Page:Revue des Deux Mondes - 1852 - tome 13.djvu/703

Cette page a été validée par deux contributeurs.
697
LES POPULATIONS OUVRIÈRES.

Cette tendance à laisser l’ouvrier se diriger lui-même n’a pas toujours, il faut bien le dire, la réflexion pour origine ; elle procède aussi quelquefois d’une certaine indolence, d’une certaine appréhension de la part des chefs d’établissement. Quelle qu’en soit la cause, il importe d’en chercher les conséquences sur la conduite journalière de la classe laborieuse ; il faut savoir si cet abandon la livre à l’imprévoyance, au désordre, à des influences corruptrices. Des indices rassurans se rencontrent dans cette petite cité, où l’administration locale sait au besoin s’écarter un peu des règles habituelles. Sans atteindre à un niveau fort élevé, la moralité privée n’a pas à souffrir de ces dérèglemens profonds qui laissent sur une contrée le stigmate d’une corruption générale. Malgré la faveur que les brasseries obtiennent ici comme à Strasbourg, il reste une place à la vie de famille. L’ivrognerie est un peu moins commune que dans les autres districts de l’Alsace. De plus, le désir général qu’éprouvent les ouvriers de devenir propriétaires au moins de leur maison leur inspire un certain esprit d’ordre et d’économie. Ce goût a même donné lieu à une industrie spéciale : des entrepreneurs construisent chaque année quelques habitations en terre et en bois, dont le prix varie de 12 à 1 500 francs, et ils les vendent ensuite avec des facilités de paiement. Est-il besoin de dire combien, une fois logé chez lui, l’ouvrier tient à cette propriété, qui représente de longues peines et de rudes privations ? On voit de jeunes hommes se vendre pour le service militaire dans le seul espoir d’acheter plus tard ce chez soi qu’ils ont appris à convoiter dès leur enfance.
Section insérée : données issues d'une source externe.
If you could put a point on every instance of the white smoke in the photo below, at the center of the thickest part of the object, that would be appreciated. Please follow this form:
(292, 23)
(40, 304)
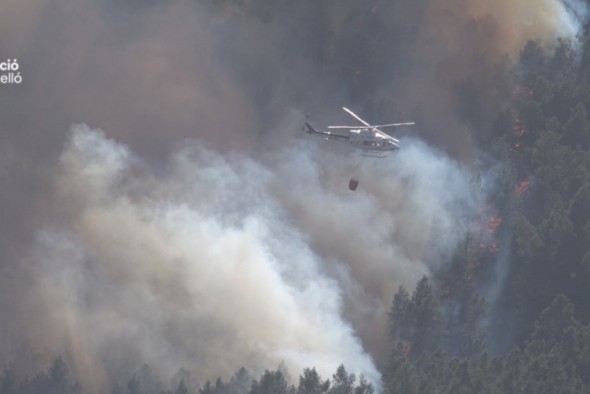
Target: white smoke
(221, 261)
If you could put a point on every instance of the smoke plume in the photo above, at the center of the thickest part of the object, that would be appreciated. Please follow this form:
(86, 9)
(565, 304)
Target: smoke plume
(200, 229)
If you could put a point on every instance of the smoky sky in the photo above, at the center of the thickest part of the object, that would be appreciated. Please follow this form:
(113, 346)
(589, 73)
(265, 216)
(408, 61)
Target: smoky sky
(160, 204)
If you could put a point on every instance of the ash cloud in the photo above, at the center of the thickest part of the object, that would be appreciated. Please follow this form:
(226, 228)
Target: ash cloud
(136, 245)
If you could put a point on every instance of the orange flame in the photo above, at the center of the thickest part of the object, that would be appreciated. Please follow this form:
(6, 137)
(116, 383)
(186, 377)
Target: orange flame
(523, 187)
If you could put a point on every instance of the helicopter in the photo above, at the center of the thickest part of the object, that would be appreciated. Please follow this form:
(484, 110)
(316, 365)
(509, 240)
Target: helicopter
(368, 138)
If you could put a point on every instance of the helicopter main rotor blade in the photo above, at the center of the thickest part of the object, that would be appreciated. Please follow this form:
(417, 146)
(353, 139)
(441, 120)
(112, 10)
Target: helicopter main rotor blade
(356, 117)
(375, 126)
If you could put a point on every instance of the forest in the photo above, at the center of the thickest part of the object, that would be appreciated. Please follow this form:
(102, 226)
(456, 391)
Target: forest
(509, 312)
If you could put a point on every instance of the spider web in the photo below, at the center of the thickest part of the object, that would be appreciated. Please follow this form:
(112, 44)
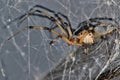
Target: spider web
(28, 55)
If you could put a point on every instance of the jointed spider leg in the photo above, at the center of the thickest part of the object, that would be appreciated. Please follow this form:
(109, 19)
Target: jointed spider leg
(57, 15)
(45, 15)
(63, 37)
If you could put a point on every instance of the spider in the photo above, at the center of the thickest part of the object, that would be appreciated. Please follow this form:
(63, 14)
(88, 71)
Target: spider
(85, 33)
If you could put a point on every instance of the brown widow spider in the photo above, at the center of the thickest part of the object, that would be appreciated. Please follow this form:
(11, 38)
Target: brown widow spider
(85, 33)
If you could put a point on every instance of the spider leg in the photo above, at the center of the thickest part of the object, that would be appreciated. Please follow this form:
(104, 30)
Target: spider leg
(63, 37)
(45, 15)
(58, 14)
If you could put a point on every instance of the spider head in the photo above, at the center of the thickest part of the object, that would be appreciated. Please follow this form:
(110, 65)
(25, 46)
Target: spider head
(85, 37)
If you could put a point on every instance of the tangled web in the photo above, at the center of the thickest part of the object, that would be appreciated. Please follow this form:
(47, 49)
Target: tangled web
(28, 55)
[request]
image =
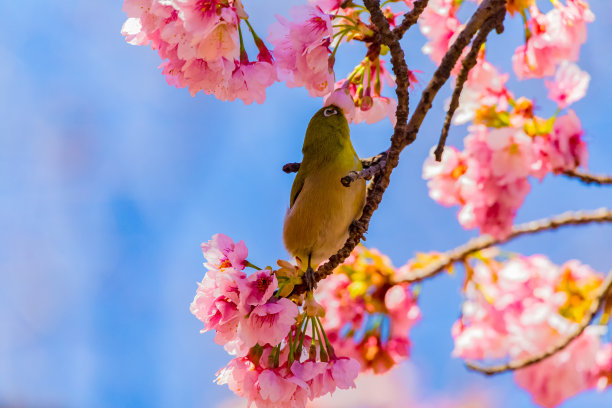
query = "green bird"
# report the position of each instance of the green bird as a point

L’idée de la prévoyance mutuelle, mise en pratique par diverses sociétés de secours, est également très répandue parmi les masses à Bischwiller. Il est seulement à regretter que les forces de l’épargne se soient éparpillées sur un trop grand nombre d’associations de cette espèce, en sorte que le chiffre des membres de chacune d’elles est beaucoup trop restreint. À l’origine, une seule société, qui recevait et qui conserve encore une subvention communale, existait pour toute la fabrique ; mais, cédant à une inspiration peu fraternelle, des ouvriers jeunes et vigoureux se séparèrent du noyau commun, afin de n’avoir point à supporter les charges qu’imposaient les vieillards et les infirmes. N’ayant pas, ainsi que l’association générale, un local à la mairie, ils s’établirent dans une auberge. Comme leurs réunions entraînaient quelques dépenses, d’autres cabaretiers de la ville poussèrent leurs habitués à rompre aussi avec la souche primitive, et on arriva bientôt à un fractionnement excessif, qui finira, si on n’y prend garde, par anéantir l’institution même.

Bien que la vie soit à très bon marché dans ce pays[1], la plaie de

  1. La viande de boucherie se vend 15 et 20 centimes le demi-kilogramme.